What I should have done was eat the ice cream, wait until my blood sugars rose, and some of the dinner insulin wore off, then give myself a half dose and test a couple hours later to see if a further dose was required. That’s what I should have done. But I didn’t. Nope, I gave myself the half dose before taking my first mouth-watering bite.

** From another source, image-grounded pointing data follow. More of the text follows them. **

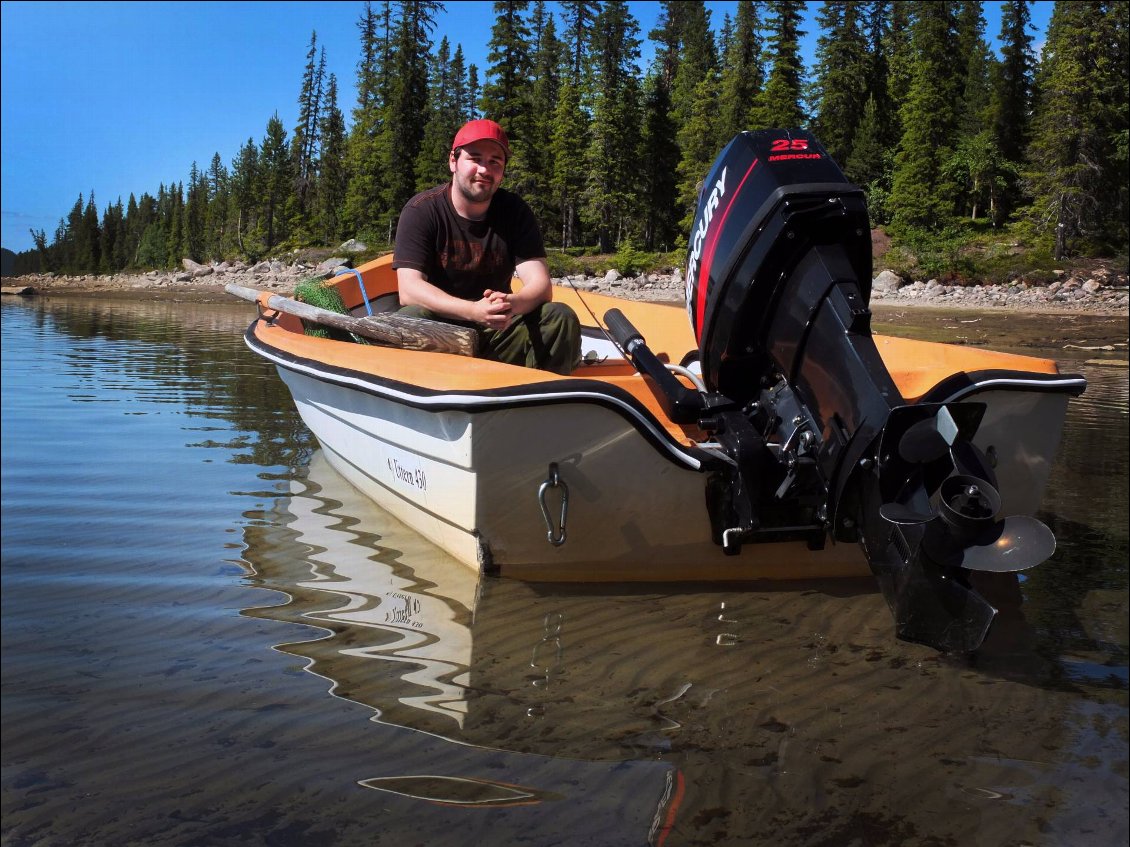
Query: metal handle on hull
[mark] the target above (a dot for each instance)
(554, 534)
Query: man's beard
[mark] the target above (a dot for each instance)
(476, 192)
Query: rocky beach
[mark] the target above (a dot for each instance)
(1100, 289)
(1081, 308)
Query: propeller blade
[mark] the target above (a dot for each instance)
(971, 461)
(902, 513)
(922, 443)
(1005, 547)
(930, 604)
(1020, 542)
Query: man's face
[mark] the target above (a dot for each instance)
(478, 171)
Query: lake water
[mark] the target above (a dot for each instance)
(210, 639)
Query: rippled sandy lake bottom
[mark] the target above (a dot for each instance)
(209, 639)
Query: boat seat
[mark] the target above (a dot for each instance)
(388, 302)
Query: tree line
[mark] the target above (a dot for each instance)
(907, 96)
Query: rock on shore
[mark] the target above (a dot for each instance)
(1101, 290)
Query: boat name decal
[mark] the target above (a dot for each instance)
(408, 476)
(711, 206)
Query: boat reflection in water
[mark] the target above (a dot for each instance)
(727, 712)
(399, 617)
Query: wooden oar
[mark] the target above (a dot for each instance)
(389, 329)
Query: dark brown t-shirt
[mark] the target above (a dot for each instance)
(464, 258)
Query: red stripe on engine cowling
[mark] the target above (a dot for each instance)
(709, 253)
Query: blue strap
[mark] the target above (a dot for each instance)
(361, 282)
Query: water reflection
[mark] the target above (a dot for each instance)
(779, 710)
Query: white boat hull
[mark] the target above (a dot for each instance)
(470, 481)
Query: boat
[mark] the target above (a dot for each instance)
(758, 430)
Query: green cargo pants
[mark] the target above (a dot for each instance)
(547, 338)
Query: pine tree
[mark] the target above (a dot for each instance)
(1013, 92)
(658, 208)
(920, 193)
(364, 156)
(277, 177)
(741, 72)
(976, 66)
(697, 60)
(196, 212)
(406, 113)
(442, 123)
(571, 131)
(332, 180)
(244, 197)
(840, 90)
(548, 61)
(174, 226)
(88, 242)
(218, 208)
(898, 50)
(579, 16)
(694, 119)
(779, 104)
(306, 134)
(506, 94)
(613, 155)
(1077, 166)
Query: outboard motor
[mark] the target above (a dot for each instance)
(817, 439)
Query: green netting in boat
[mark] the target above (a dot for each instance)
(315, 293)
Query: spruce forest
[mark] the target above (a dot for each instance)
(949, 140)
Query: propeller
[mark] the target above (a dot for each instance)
(959, 512)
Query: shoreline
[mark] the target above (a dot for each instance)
(1101, 293)
(1077, 314)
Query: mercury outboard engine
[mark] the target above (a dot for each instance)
(815, 437)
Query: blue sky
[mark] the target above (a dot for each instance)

How can you possibly think straight with that staring at you, waiting for you to dive in???
Retrospect is a bitch.
Before bed, my blood sugars were 3.7. I chewed on 5 salt water taffies courtesy of the hotel, and was feeling thoroughly ill at this point. I turned the lights out, and flitted off into an unsettled, herky jerky sleep. About 30 minutes later I opened my eyes with a start, and I don’t know what it was about the way I was feeling, but something had me fumbling for the light switch, needing to test my blood sugars. They were 2.7. I didn’t believe it. My mind was bouncing all over the place, my words were nonsensical, I was stuttering, getting half sentences out. I told Big Ring I needed to wash my hands and retest; he tried reasoning with me that I would only need to do that if my blood sugars were high. I stared at him; I didn’t understand what he was saying. I couldn’t eat anymore sugar, my body couldn’t take it. He grabbed an apple and told me to chew.
Slowly, the haze lifted, but the fear and shame of the low didn’t; I should have known better.
As much as I Iove travelling, and oh man I do, I do NOT like the diabetes beast it often presents.
If only I had the diabetes brain of saaaay Linus Pauling!!!
I did, however, get the diabetes equation right one night: the night we took advantage of our in-suite kitchenette and whipped up omelettes – a travelling staple of ours 🙂
Pretty much, every adventure has us making omelettes at least one of the nights!